It’s going to be a short Daily Insights today because I went to an event last night featuring nationally known financial analyst James Grant of Grant’s Interest Rate Observer and Chris Varvares of St. Louis based Macro Economic Advisors.
Mostly, I just have a snapshot of the intraday trading for the Dow Jones Industrial Average (DJIA). Although the S&P 500 is still my favorite measure for how stocks fared, I know most readers follow the DJIA.
The numbers are hard to read, but you can see that at one point, the DJIA along with most stock indexes, was down more than three percent. At the event, I joked with a number of folks that I had sold everything in the morning, went to lunch, and didn’t come back to work.
Traders often talk about something called ‘capitulation,’ which is essentially panic selling during high volume, sharply down days.
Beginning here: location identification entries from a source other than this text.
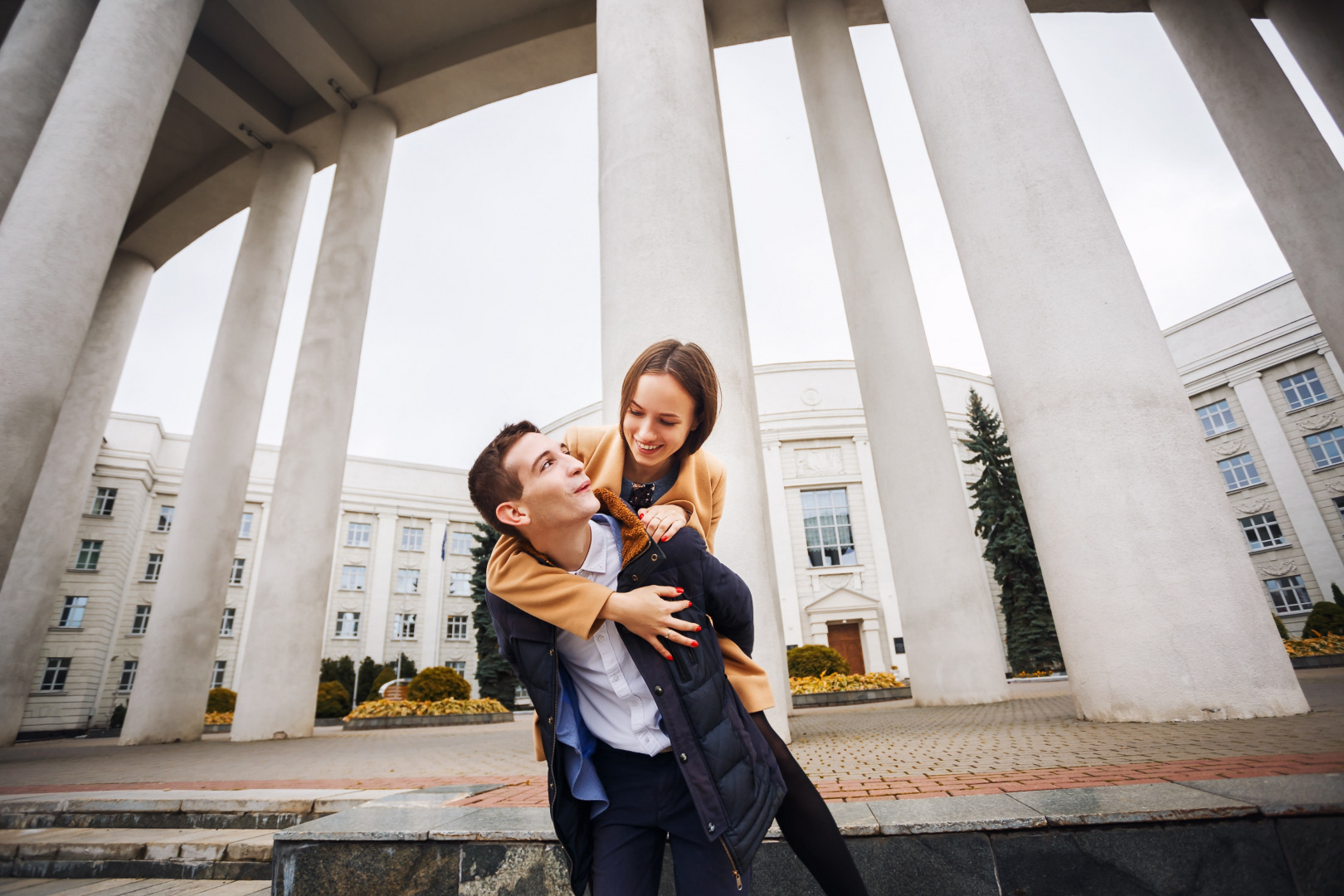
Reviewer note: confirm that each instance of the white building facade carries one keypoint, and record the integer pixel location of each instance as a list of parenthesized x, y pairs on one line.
[(1262, 384)]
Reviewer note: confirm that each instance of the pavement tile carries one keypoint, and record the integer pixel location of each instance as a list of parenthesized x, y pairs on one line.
[(1131, 804), (1283, 794)]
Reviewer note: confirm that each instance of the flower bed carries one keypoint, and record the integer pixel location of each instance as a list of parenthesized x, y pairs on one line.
[(399, 709), (1331, 644), (830, 684)]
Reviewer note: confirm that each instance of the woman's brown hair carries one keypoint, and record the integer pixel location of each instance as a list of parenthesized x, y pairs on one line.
[(691, 367)]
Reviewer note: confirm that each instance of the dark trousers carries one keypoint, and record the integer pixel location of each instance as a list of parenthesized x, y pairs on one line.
[(650, 805)]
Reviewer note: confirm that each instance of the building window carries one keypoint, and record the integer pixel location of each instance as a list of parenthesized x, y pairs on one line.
[(71, 614), (1216, 418), (357, 535), (1239, 472), (1262, 531), (825, 519), (1303, 390), (457, 627), (54, 676), (403, 625), (1327, 448), (347, 625), (407, 582), (353, 578), (1289, 594), (128, 676), (102, 501)]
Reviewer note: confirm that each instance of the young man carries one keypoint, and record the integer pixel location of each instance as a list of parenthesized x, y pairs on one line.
[(639, 750)]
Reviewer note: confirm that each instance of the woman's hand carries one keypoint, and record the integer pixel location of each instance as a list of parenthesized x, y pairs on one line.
[(647, 614), (663, 520)]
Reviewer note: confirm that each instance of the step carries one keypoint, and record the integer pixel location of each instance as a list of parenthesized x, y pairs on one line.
[(136, 852)]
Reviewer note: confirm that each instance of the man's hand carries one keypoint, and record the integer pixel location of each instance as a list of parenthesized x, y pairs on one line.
[(663, 520), (647, 614)]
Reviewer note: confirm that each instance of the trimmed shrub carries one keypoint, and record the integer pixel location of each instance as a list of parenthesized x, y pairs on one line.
[(813, 660), (1327, 618), (438, 683), (221, 700), (332, 700)]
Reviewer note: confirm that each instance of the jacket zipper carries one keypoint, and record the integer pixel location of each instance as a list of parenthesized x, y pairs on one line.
[(728, 852)]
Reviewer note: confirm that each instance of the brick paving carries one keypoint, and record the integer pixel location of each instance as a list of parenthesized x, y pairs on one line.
[(854, 752)]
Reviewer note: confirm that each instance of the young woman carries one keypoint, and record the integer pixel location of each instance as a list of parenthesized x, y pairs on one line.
[(670, 401)]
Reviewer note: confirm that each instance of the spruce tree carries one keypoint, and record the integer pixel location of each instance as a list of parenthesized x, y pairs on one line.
[(1032, 644), (494, 676)]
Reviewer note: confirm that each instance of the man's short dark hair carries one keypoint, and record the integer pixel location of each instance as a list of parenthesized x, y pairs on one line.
[(491, 484)]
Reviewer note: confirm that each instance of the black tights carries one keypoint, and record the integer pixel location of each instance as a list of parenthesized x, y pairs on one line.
[(808, 825)]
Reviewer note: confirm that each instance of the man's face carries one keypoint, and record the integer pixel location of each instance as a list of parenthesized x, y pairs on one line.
[(555, 490)]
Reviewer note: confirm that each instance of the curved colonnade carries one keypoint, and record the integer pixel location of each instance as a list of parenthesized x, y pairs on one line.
[(177, 114)]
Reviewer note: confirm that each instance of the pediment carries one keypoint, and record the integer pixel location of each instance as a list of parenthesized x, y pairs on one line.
[(843, 599)]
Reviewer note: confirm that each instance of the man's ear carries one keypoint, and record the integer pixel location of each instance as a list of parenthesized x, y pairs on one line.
[(513, 514)]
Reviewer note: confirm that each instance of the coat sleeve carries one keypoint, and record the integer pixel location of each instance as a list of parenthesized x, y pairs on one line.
[(728, 602), (548, 592)]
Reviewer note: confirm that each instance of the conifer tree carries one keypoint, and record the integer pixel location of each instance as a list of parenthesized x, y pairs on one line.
[(1032, 644), (494, 676)]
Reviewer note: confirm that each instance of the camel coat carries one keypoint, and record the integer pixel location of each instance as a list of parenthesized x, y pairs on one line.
[(572, 602)]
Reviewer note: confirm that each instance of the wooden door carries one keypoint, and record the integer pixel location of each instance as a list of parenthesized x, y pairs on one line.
[(847, 641)]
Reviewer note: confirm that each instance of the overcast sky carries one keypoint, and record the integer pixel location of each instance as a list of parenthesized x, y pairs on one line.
[(485, 296)]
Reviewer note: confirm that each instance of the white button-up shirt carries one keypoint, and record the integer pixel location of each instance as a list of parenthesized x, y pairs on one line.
[(615, 700)]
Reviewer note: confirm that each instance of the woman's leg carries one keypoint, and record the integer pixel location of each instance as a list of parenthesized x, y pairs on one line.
[(808, 825)]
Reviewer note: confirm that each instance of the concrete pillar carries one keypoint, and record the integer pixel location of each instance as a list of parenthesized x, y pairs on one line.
[(670, 261), (1313, 30), (65, 218), (1125, 504), (431, 627), (1288, 167), (34, 579), (285, 629), (1312, 533), (947, 611), (34, 61), (175, 661)]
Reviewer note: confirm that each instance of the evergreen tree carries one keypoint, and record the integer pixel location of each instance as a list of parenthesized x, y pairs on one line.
[(494, 676), (1032, 644)]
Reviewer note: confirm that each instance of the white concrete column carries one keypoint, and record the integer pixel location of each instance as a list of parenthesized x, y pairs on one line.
[(1289, 168), (295, 577), (1313, 32), (34, 61), (173, 681), (1312, 533), (670, 261), (1127, 514), (34, 578), (782, 544), (65, 218), (947, 611), (431, 621)]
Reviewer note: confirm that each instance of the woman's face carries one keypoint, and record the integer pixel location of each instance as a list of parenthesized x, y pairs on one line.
[(657, 422)]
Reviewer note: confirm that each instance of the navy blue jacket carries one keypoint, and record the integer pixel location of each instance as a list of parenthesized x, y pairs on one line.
[(728, 765)]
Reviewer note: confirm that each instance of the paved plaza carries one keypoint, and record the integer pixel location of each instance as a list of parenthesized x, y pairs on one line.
[(854, 752)]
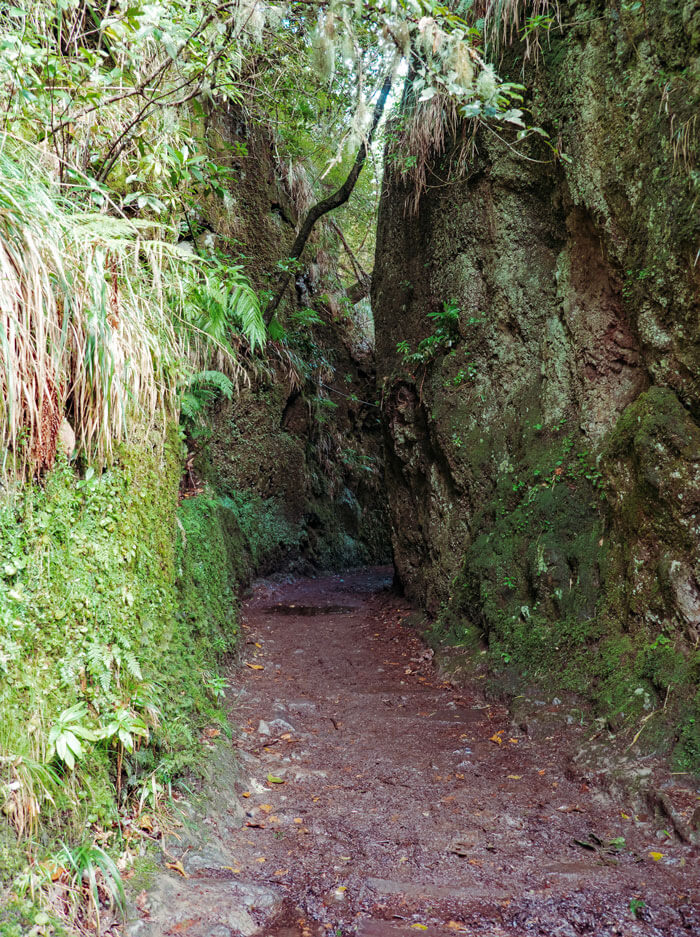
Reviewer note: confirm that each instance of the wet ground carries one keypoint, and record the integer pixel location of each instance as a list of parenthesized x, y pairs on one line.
[(374, 797)]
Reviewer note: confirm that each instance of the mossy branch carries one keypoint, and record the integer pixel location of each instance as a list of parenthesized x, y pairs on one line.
[(338, 198)]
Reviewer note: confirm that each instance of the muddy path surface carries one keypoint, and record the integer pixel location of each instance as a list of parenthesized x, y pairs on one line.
[(377, 798)]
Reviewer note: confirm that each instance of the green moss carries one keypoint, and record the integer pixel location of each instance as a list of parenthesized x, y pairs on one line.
[(112, 595)]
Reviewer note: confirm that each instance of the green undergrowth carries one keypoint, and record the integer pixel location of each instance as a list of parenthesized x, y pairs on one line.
[(543, 591), (116, 608)]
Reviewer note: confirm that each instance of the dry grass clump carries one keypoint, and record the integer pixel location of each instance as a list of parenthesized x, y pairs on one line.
[(83, 330)]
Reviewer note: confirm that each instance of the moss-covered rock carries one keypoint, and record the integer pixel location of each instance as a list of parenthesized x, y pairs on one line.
[(542, 464)]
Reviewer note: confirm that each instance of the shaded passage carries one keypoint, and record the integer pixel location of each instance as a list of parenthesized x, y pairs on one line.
[(378, 797)]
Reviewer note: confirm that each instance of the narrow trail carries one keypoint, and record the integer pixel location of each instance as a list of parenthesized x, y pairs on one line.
[(380, 799)]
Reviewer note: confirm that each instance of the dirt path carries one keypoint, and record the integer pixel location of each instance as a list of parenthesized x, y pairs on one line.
[(408, 804)]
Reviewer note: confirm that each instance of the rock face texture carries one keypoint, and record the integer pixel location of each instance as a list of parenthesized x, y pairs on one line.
[(298, 451), (542, 410)]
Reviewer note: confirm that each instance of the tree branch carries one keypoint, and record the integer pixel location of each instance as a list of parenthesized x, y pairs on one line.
[(338, 198)]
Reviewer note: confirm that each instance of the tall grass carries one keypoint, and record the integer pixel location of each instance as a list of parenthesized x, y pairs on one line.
[(101, 321), (83, 330)]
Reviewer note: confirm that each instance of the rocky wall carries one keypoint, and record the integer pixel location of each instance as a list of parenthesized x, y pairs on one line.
[(299, 449), (543, 455)]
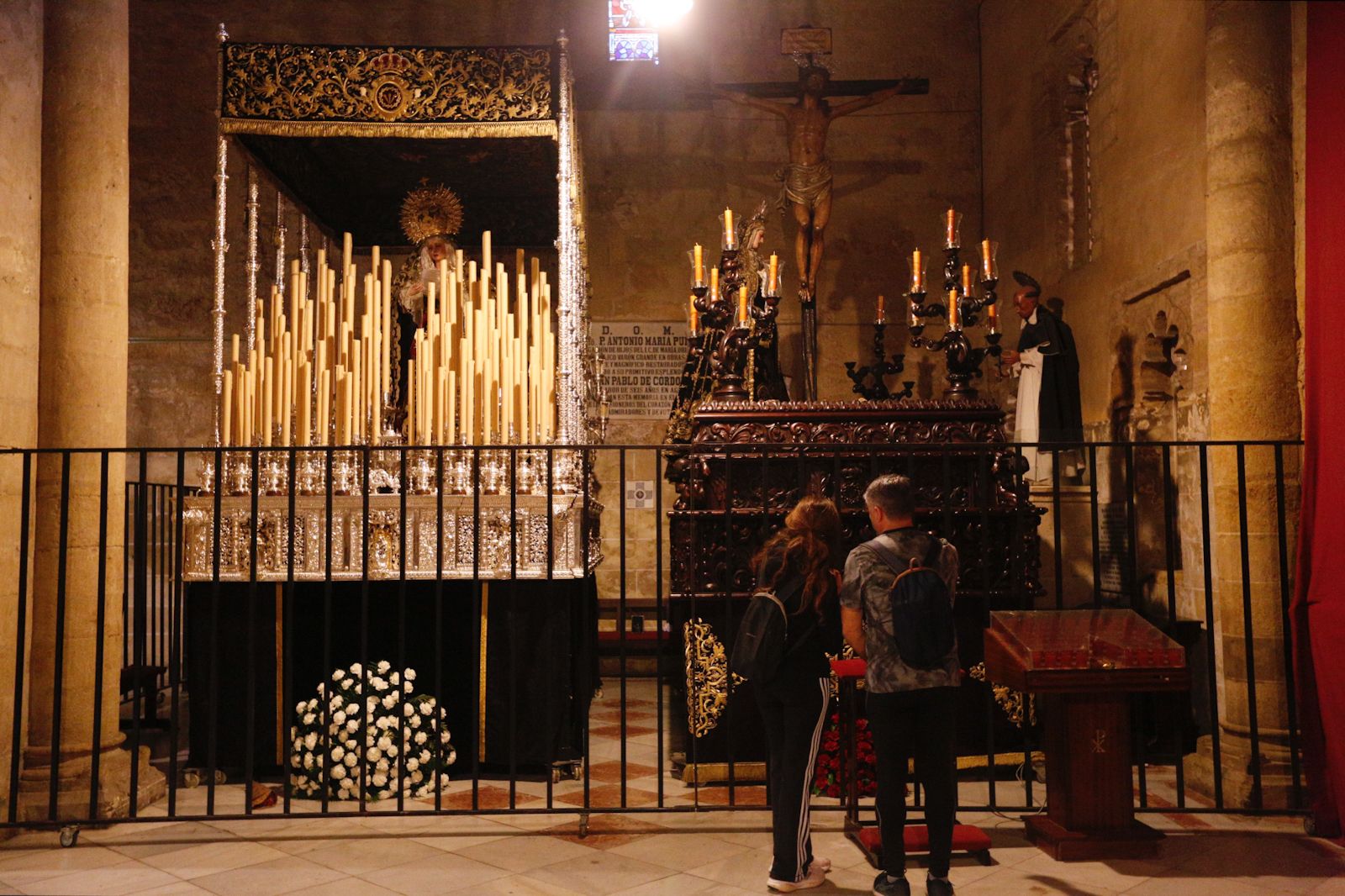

These traders want to see capitulation because they see it as a sign that all of the sellers (forced and otherwise) have washed out of the market and it signals a bottom.
While I get the concept, I can’t say that I am really a believer, because it seems so impossible to measure and too anecdotal. That said, I feel like mentioning it because I heard a lot of chatter that yesterday could have marked an end to the swift declines so far this month.
I would take it with an absolutely enormous grain of salt (perhaps even a salt mine), but it does make it a little easier to head into work again and face whatever comes our way.